The first step in the AveaOffice workflow is to enter Patient and Treatment Episode information. This will include adding the patient to AveaOffice, setting their Intake information (Admit/Discharge Dates, Patient Address, Insurance, Diagnoses), creating a Treatment Episode for the patient, adding Insurance, creating a Utilization Plan, and submitting dates of attendance for their treatment.
Kipu EMR Integration: Organizations integrated with the Kipu EMR will enter the patient's information into the EMR. This will automatically create a patient and treatment episode when sent to Avea. Click here for more information. You will still manage insurance, U/R plan, and attendance submission from Avea.
Adding a New Patient
Before any information can be entered regarding intake or treatments for a patient, the patient profile must exist in AveaOffice. You can verify if a patient already exists using the search feature, or by navigating to the Patients screen for a practice. If the patient doesn't exist, you can create a new record using the Add New Patient button. Check out instructions for adding a Prospective Treatment Episode or an Admitted Treatment Episode for a new patient.
Creating a New Treatment Episode for an Existing Patient
If the patient already exists in the organization, you can create a new Prospective or Admitted Treatment Episode to house the treatments the patient will receive between admission and discharge. Click here for instructions.
Patients can have multiple Treatment Episodes if they have been admitted and discharged multiple times, or if the patient is receiving treatment at more than one practice. Click here for instructions on managing multiple treatment episodes.
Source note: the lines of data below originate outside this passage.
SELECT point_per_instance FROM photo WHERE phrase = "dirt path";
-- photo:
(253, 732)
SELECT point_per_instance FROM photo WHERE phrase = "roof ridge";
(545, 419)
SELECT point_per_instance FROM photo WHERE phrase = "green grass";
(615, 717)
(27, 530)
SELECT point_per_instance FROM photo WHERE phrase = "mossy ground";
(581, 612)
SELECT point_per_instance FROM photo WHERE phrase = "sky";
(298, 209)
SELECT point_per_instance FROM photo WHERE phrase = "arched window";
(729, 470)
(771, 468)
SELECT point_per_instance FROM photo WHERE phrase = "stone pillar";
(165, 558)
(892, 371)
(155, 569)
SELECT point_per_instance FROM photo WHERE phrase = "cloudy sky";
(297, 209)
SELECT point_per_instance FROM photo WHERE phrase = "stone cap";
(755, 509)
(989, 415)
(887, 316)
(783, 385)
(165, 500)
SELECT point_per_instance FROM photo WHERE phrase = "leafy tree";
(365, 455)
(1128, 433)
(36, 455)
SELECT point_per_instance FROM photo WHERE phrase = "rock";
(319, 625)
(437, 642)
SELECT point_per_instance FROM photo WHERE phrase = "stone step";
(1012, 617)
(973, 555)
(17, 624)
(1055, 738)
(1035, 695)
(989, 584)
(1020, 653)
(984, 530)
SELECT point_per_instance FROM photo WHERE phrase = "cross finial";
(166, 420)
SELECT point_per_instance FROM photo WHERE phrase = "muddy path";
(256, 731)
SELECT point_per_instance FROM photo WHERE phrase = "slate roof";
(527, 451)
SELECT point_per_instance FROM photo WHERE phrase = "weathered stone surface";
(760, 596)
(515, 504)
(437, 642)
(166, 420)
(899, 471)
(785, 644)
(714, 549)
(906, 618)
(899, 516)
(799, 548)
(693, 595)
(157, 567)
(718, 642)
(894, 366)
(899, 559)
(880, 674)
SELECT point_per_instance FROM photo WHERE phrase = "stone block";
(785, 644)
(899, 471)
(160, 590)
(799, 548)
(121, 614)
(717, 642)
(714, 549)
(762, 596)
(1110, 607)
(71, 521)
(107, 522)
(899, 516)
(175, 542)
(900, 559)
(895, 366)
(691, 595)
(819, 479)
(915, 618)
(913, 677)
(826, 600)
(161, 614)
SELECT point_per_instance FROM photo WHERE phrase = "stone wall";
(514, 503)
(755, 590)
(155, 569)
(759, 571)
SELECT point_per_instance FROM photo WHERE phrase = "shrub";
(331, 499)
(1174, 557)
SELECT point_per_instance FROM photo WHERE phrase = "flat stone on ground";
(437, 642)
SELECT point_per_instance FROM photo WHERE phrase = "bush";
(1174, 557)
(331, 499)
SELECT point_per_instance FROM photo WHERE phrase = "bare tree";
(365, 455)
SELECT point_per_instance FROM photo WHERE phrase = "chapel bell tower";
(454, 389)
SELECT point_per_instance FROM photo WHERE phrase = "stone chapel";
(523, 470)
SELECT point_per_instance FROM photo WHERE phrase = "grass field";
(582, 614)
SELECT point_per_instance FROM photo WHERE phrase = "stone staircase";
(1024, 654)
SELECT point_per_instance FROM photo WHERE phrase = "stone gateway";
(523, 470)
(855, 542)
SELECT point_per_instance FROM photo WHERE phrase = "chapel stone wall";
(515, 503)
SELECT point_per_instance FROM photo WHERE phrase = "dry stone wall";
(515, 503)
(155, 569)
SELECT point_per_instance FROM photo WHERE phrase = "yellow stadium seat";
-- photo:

Required Patient Demographics
Before any claims can be created, a patient’s intake information must be provided. At a minimum, this will include Admit and Discharge information, Patient Profile, Insurance Information, and Behavioral or Standalone Diagnoses for the patient.
Patient Profile
Set up the patient's basic personal details and contact information. Click here for instructions.
Insurance
Add the patient's primary, secondary, and tertiary insurance policies, as applicable. You can also set the patient to Private Pay in this tab. Click here for instructions.
Diagnoses
Set the patient’s diagnosis code(s) from the Behavioral Service Diagnoses tab for services like RTC, PHP, and IOP. For standalone service diagnoses, you can set the codes in the Standalone Services Diagnoses tab. Entries made in the Behavioral Service Diagnoses tab will auto-populate in the Standalone Service Diagnoses tab. Click here for instructions.
Profile tab
The Profile tab contains information about the patient that remains consistent across treatment episodes like name, birth date, and social security number.